Who Can Separate You from Your Parents: A Look at the Rule of Emancipation
Emancipation of minors is a legal procedure that terminates the rights and responsibilities of parents for their children, permitting them to act in many respects as though they were adults. This article will explore what emancipation means for minors (both legally and emotionally), how it affects parental rights, and how you can help your child with this process.
The emancipation process only applies to minors who are at least 16 years old. The following is a checklist of the major requirements for emancipation:
-A written statement explaining why you want or need legal independence from your parents
-Ability to prove financial self-sufficiency, including employment and sufficient living arrangements (including having an income)
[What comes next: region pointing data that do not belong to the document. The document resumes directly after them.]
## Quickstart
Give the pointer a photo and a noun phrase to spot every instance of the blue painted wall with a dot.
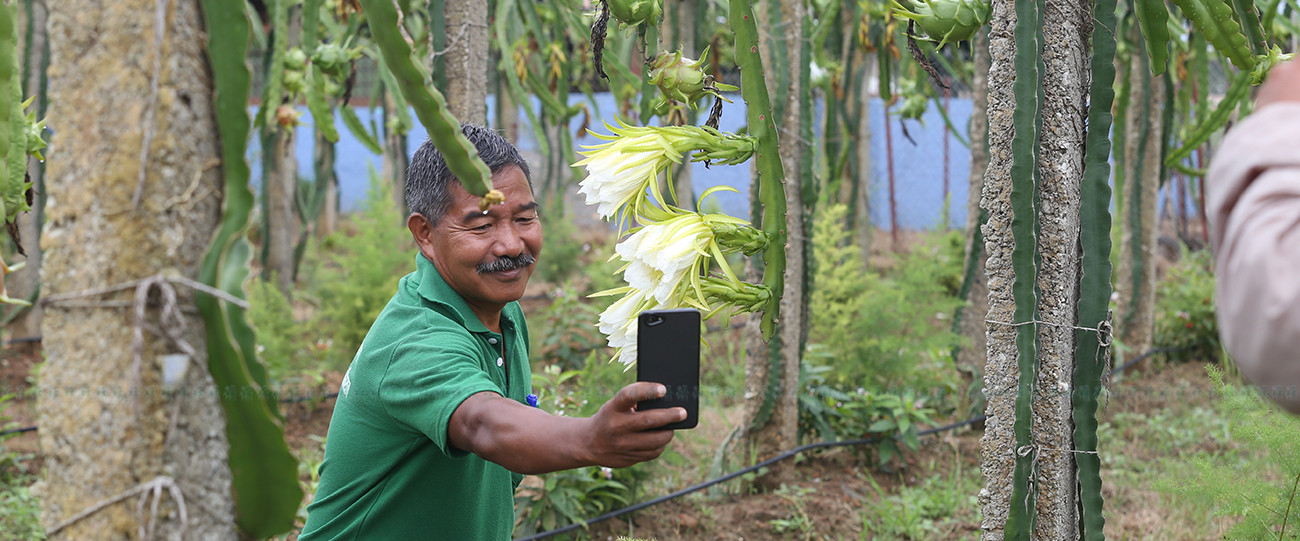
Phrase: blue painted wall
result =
(918, 168)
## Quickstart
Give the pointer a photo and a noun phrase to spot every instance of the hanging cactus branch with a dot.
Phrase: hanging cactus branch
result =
(945, 21)
(771, 173)
(429, 104)
(599, 27)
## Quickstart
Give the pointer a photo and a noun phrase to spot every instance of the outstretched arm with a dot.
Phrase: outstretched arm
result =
(528, 440)
(1253, 198)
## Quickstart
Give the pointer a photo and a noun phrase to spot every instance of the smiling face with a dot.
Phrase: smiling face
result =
(486, 258)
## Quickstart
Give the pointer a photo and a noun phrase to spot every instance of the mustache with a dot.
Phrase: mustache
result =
(507, 263)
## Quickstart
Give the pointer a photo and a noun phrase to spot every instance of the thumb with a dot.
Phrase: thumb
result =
(628, 397)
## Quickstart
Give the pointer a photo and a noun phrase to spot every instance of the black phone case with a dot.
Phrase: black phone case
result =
(668, 354)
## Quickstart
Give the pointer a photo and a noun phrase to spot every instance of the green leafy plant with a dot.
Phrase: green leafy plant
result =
(560, 498)
(20, 511)
(294, 353)
(1264, 498)
(798, 524)
(836, 414)
(922, 511)
(359, 272)
(564, 334)
(884, 330)
(1184, 310)
(563, 255)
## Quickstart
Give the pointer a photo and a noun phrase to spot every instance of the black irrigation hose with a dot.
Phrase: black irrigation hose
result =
(737, 474)
(284, 401)
(728, 476)
(297, 399)
(794, 451)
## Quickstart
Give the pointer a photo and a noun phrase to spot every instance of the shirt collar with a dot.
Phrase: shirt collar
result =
(438, 291)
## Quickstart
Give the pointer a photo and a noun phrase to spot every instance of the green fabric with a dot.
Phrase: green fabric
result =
(389, 470)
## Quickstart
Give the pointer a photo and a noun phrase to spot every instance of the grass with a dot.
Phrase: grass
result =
(936, 507)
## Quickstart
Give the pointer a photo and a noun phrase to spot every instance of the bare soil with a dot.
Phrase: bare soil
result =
(837, 480)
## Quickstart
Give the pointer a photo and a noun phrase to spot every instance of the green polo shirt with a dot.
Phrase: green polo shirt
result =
(389, 470)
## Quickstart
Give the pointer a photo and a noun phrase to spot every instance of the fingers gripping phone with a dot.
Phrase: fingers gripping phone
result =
(668, 354)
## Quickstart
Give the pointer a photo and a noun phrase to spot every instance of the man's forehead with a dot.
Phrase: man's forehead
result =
(508, 207)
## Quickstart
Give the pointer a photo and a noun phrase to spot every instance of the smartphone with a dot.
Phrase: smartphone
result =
(668, 354)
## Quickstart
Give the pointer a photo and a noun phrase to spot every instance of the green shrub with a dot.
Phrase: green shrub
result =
(564, 332)
(1260, 492)
(566, 497)
(563, 251)
(359, 272)
(291, 351)
(884, 330)
(835, 414)
(20, 511)
(1184, 310)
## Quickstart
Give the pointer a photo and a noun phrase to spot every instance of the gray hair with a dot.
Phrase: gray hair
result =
(428, 174)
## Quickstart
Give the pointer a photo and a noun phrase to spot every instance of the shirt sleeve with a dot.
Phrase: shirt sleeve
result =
(428, 379)
(1253, 198)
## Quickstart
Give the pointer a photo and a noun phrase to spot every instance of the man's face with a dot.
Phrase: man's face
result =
(486, 258)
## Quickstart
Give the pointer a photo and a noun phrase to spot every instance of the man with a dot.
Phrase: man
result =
(429, 436)
(1253, 198)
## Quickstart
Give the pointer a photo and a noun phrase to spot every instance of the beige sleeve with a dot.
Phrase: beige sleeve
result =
(1253, 198)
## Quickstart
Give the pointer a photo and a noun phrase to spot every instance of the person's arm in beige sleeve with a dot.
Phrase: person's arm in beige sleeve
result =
(1253, 198)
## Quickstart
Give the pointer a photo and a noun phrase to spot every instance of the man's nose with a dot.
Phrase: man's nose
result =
(507, 242)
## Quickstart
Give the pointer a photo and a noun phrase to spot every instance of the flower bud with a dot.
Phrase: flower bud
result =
(741, 295)
(295, 60)
(741, 238)
(286, 116)
(34, 130)
(679, 78)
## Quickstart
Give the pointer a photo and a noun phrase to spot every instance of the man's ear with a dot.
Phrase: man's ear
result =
(423, 232)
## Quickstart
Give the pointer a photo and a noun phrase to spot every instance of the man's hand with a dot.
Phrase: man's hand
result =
(1282, 85)
(622, 436)
(527, 440)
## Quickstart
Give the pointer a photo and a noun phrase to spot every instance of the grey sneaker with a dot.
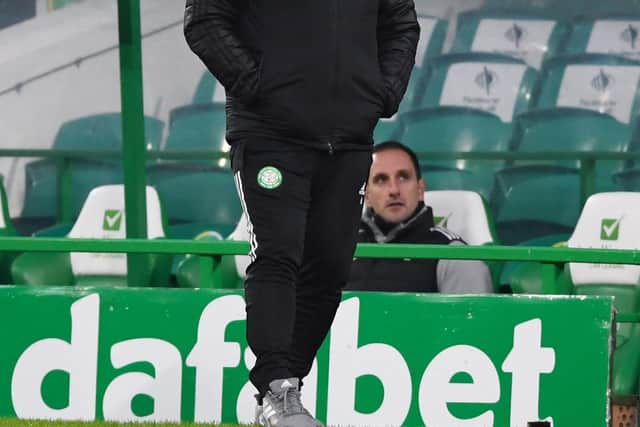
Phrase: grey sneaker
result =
(281, 406)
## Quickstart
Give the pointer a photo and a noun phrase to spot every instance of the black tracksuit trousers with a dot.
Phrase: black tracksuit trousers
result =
(303, 212)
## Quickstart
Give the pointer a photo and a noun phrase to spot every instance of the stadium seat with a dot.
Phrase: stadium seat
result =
(211, 201)
(198, 127)
(196, 201)
(90, 133)
(525, 198)
(102, 217)
(584, 103)
(208, 90)
(432, 35)
(604, 83)
(496, 83)
(610, 220)
(228, 272)
(463, 212)
(531, 37)
(523, 277)
(456, 129)
(614, 35)
(466, 213)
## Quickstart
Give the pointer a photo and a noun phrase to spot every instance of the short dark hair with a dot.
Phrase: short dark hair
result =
(396, 145)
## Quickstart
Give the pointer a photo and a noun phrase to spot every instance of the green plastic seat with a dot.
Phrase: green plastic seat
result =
(521, 277)
(604, 83)
(611, 220)
(433, 32)
(102, 217)
(525, 197)
(197, 127)
(628, 179)
(532, 201)
(530, 36)
(6, 230)
(456, 129)
(229, 271)
(96, 132)
(210, 200)
(606, 34)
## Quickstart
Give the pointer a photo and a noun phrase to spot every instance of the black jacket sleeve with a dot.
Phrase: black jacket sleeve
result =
(398, 34)
(212, 32)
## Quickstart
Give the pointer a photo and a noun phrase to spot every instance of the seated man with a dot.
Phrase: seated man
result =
(396, 213)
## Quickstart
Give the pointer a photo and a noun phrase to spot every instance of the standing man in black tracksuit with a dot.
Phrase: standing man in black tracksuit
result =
(306, 82)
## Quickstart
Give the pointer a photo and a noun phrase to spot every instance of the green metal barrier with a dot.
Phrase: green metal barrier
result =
(551, 257)
(63, 158)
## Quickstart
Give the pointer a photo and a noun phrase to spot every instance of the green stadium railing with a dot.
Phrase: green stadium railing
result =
(552, 258)
(63, 157)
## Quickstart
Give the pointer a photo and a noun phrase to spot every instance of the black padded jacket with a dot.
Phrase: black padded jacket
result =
(315, 72)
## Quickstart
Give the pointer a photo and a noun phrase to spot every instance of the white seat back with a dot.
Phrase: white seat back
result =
(462, 212)
(525, 39)
(616, 37)
(608, 221)
(608, 89)
(103, 217)
(487, 86)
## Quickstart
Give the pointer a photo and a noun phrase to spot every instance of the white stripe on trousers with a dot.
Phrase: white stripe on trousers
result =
(253, 242)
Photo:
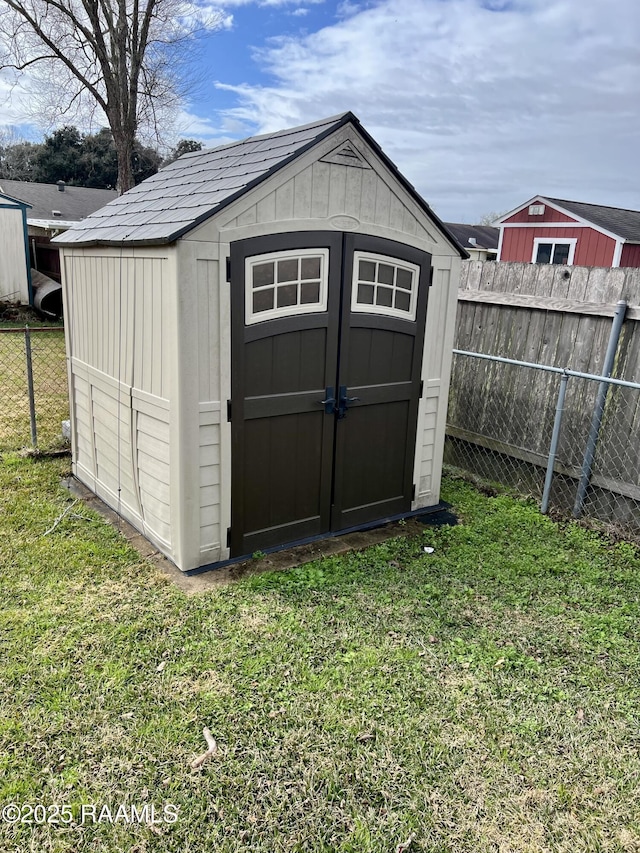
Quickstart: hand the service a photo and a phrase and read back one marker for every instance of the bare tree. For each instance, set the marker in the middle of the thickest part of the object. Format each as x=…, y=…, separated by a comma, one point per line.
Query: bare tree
x=124, y=58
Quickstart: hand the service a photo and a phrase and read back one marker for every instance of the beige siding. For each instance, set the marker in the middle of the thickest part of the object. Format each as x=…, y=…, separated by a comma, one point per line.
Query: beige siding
x=311, y=194
x=331, y=190
x=120, y=342
x=14, y=285
x=436, y=372
x=120, y=316
x=210, y=533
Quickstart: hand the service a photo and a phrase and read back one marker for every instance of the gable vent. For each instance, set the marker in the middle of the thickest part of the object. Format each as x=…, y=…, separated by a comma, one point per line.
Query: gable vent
x=346, y=155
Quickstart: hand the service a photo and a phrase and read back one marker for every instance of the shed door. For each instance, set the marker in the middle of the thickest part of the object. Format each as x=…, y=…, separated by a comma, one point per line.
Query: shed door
x=327, y=340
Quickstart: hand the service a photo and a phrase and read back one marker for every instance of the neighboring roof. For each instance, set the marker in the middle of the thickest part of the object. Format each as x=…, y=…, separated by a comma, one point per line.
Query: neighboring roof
x=5, y=197
x=485, y=236
x=615, y=220
x=624, y=223
x=74, y=203
x=190, y=190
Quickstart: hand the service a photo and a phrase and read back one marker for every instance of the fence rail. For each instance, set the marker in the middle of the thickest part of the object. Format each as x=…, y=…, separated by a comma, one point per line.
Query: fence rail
x=34, y=395
x=571, y=439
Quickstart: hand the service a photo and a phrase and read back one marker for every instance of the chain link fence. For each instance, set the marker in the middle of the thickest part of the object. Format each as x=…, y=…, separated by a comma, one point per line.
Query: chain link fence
x=34, y=396
x=569, y=439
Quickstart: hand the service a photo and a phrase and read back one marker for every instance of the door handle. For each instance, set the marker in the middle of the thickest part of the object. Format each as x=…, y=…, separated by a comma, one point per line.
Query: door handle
x=329, y=402
x=343, y=403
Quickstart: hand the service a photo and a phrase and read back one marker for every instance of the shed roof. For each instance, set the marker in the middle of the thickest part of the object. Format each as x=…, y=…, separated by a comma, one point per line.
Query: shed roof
x=190, y=190
x=73, y=204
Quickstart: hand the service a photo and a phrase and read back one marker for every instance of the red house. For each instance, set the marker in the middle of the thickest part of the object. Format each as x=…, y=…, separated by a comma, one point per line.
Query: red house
x=547, y=230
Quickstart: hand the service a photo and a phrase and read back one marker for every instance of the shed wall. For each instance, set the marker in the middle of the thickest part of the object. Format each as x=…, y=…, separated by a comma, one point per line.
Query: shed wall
x=307, y=195
x=14, y=282
x=120, y=330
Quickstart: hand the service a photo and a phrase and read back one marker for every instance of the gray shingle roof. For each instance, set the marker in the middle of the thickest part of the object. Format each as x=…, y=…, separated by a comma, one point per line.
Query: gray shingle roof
x=193, y=188
x=486, y=236
x=189, y=190
x=624, y=223
x=74, y=203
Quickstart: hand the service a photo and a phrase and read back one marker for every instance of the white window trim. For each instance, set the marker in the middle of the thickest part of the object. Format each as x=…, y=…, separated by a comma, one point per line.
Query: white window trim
x=385, y=311
x=288, y=310
x=555, y=241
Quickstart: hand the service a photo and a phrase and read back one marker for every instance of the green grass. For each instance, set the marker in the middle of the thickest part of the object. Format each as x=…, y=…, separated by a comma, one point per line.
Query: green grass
x=484, y=697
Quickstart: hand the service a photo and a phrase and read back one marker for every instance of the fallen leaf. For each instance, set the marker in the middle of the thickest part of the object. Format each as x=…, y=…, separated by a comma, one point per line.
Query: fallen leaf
x=405, y=845
x=213, y=748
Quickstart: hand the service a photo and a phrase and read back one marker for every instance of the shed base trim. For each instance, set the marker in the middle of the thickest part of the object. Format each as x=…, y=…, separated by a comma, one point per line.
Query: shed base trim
x=416, y=513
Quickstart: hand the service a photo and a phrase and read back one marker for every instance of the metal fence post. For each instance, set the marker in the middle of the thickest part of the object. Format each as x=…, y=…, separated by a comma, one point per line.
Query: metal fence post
x=555, y=438
x=598, y=411
x=32, y=400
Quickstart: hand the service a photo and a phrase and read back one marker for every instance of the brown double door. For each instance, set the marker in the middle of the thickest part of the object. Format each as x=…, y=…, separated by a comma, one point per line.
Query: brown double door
x=325, y=389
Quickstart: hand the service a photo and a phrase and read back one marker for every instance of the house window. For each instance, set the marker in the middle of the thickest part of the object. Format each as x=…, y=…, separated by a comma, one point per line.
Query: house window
x=383, y=285
x=281, y=284
x=548, y=251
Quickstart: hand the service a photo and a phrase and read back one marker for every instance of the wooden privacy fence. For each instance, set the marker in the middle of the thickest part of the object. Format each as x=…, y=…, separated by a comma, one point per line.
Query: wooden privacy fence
x=501, y=416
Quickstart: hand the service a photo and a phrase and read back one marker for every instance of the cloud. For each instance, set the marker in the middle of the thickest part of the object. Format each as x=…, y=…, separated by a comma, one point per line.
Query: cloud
x=481, y=103
x=272, y=3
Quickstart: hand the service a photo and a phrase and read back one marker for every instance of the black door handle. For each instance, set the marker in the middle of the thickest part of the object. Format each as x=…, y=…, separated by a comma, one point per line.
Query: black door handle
x=344, y=401
x=329, y=403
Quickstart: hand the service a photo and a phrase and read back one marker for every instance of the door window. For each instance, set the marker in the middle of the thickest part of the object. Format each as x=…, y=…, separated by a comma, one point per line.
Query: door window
x=382, y=285
x=281, y=284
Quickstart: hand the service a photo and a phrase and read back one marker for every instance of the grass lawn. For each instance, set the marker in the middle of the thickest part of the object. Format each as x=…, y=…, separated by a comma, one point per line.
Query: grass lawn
x=481, y=698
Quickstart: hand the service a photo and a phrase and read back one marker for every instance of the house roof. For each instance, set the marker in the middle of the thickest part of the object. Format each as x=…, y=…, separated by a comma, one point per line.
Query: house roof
x=73, y=204
x=485, y=236
x=624, y=223
x=616, y=221
x=190, y=190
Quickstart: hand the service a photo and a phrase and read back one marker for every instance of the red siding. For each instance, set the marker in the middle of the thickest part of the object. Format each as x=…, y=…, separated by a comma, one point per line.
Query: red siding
x=550, y=215
x=593, y=249
x=630, y=255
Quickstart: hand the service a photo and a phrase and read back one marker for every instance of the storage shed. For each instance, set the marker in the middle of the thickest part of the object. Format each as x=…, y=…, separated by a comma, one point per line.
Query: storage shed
x=259, y=342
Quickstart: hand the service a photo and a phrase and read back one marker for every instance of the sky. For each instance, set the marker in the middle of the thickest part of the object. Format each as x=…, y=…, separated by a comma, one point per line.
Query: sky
x=481, y=104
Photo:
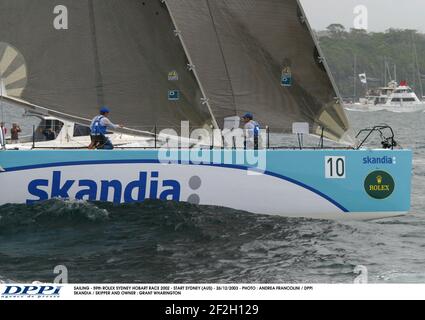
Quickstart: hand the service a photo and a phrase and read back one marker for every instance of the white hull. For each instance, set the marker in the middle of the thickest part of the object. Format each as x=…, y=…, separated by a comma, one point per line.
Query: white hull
x=390, y=108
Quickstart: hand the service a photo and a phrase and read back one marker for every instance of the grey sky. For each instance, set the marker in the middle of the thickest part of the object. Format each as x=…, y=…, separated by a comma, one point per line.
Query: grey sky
x=383, y=14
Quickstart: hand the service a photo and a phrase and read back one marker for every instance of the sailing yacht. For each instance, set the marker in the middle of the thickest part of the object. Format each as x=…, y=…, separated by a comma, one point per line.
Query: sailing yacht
x=394, y=97
x=192, y=68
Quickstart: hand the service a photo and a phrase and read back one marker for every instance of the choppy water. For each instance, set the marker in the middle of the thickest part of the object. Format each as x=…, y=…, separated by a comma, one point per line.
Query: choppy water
x=159, y=242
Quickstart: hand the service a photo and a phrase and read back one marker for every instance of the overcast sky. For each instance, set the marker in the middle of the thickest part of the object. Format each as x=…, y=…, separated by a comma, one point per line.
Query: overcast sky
x=383, y=14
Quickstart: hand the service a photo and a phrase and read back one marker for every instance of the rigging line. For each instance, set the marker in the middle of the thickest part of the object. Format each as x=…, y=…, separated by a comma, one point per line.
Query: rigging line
x=222, y=54
x=98, y=72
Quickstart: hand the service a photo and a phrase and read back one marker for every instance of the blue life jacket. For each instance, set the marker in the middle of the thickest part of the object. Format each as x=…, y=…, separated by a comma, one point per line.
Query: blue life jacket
x=256, y=129
x=97, y=128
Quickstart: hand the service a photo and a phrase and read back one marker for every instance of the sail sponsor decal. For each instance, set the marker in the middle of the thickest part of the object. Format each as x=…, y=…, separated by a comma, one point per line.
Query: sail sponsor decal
x=173, y=76
x=173, y=95
x=286, y=77
x=379, y=185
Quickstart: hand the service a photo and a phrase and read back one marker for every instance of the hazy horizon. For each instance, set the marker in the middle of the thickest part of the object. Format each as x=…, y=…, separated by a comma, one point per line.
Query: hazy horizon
x=383, y=14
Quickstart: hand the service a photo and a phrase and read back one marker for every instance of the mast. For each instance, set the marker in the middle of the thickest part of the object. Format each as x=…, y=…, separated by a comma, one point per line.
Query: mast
x=415, y=52
x=355, y=78
x=192, y=66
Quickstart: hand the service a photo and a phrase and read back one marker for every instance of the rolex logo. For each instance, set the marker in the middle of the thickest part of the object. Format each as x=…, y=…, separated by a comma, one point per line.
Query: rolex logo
x=379, y=185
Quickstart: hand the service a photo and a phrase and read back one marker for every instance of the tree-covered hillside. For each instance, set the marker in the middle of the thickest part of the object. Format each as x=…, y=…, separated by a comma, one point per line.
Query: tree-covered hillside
x=373, y=53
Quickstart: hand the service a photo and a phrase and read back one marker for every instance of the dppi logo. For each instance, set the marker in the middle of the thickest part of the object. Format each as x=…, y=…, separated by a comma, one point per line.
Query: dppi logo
x=379, y=185
x=147, y=186
x=31, y=291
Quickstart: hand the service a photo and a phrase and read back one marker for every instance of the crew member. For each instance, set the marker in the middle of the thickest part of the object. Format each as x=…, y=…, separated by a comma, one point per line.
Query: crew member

-Provide evidence that all other bases of parental authority have been dismissed by court order or mutual consent with both parents in writing if either parent has any rights as defined by law such as physical custody, visitation, child support obligations etc.
Maintaining contact with both biological/legal guardians may be necessary depending on the reason for wanting emancipation. If this is not possible because one guardian cannot be present or something else, then it is important to provide evidence that a guardian has been appointed or chosen to represent you.
-Ability to understand the consequences of emancipation and give your own consent
-Legal recognition as an adult with voting rights, full legal responsibility for actions taken, entrance into contract agreements etc.